Hurghada Travel Guide
Sunny Hurghada is one of the most popular seaside destinations in Egypt. The resort started life as a fishing village but rapidly grew to become one of the country's most important towns. As well as the usual beachside lazing, visitors can enjoy activities as diverse as quad biking and camel riding.
East coast of Egypt by the Red Sea
Hurghada remains dry and warm year-round, thanks to its desert location. It can get uncomfortably hot during the summer months, however, so the winter may be the best time to go, when temperatures generally hover in the mid-20s degrees C.
Flights are available direct to Hurghada, although some airlines may require a stopover or change in Cairo.
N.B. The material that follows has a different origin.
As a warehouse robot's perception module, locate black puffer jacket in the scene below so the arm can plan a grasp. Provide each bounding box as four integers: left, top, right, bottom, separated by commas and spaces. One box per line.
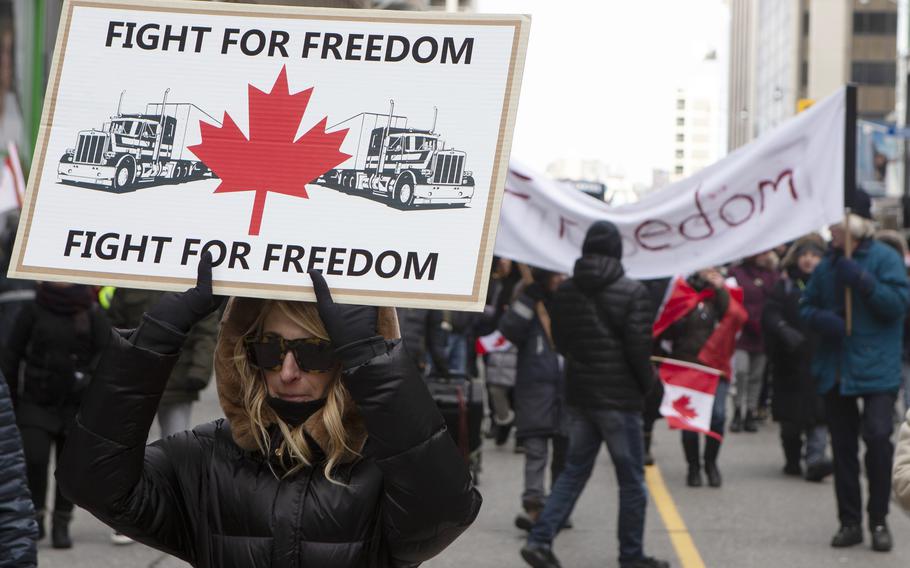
57, 300, 481, 568
0, 377, 38, 568
551, 221, 654, 411
499, 284, 566, 438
The airport is located some 5km south of the town, with taxis comprising the main mode of transfer between the two points. The journey can take up to 45 minutes, depending on where you intend to travel to.
The town centre is home to some remarkably cheap hotels. If you want to splash out, the five-star Oberoi has every luxury you might possibly want. More moderately priced establishments include the Zak Royal Wings Hotel and the Coral Beach Rotana Resort.
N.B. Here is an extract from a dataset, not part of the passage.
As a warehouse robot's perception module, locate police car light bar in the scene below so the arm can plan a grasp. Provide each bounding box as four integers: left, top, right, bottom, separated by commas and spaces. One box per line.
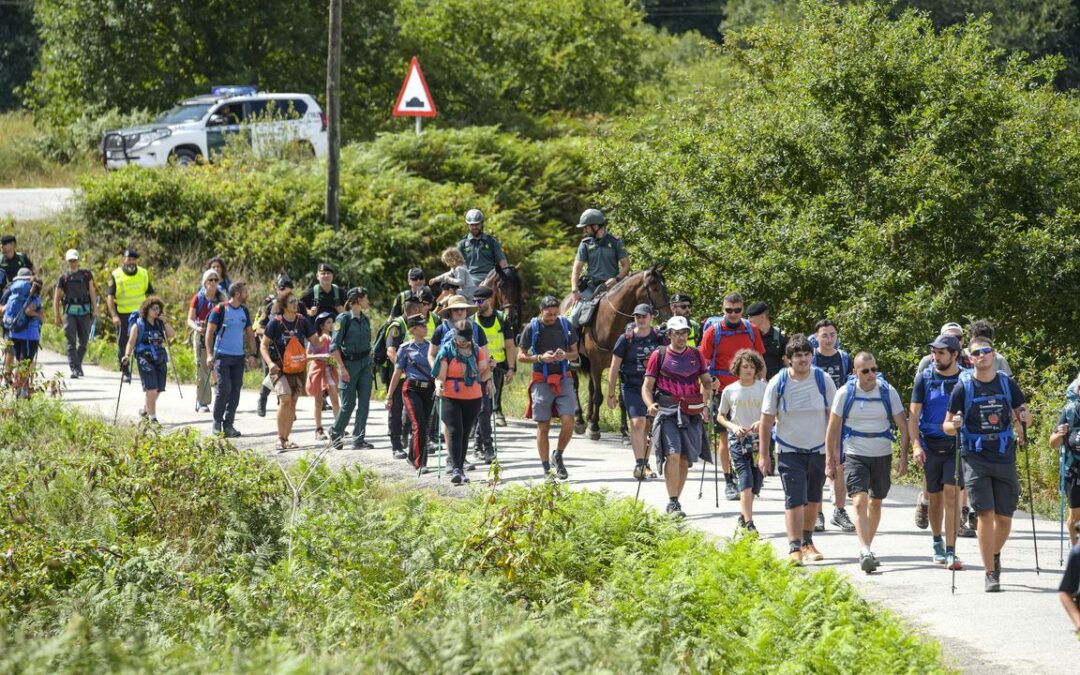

Diving and snorkelling in the Red Sea comprise Hurghada's main attractions - the coast is home to some beautiful coral reefs. You can also go windsurfing, parasailing and jet skiing, or perhaps take a boat trip or explore the desert. Try sampling the local cuisine, particularly drinks such as karkaday and chi.
Shops to serve all your souvenir needs are located in the town centre and along the beach. The Ed-Dahar quarter is also home to a small souk if you fancy trying out your haggling skills.
Regular excursions to Cairo and Luxor are available from Hurghada. You can also head deeper into the desert, or travel to the Giftun Island National Park or the monasteries of Saints Anthony and Paul.
Hurghada's resort hotels are likely to provide plenty of entertainment for holidaymakers with children. However, it's worth leaving the hotel and taking the kids on a trip in a glass-bottomed boat to see something of the area's spectacular sea life, as well as checking out the child-friendly water sport offerings available.
Minibuses comprise the most common form of public transport in Hurghada, replacing traditional taxis, while ferries are also on hand to take holidaymakers further along the coast.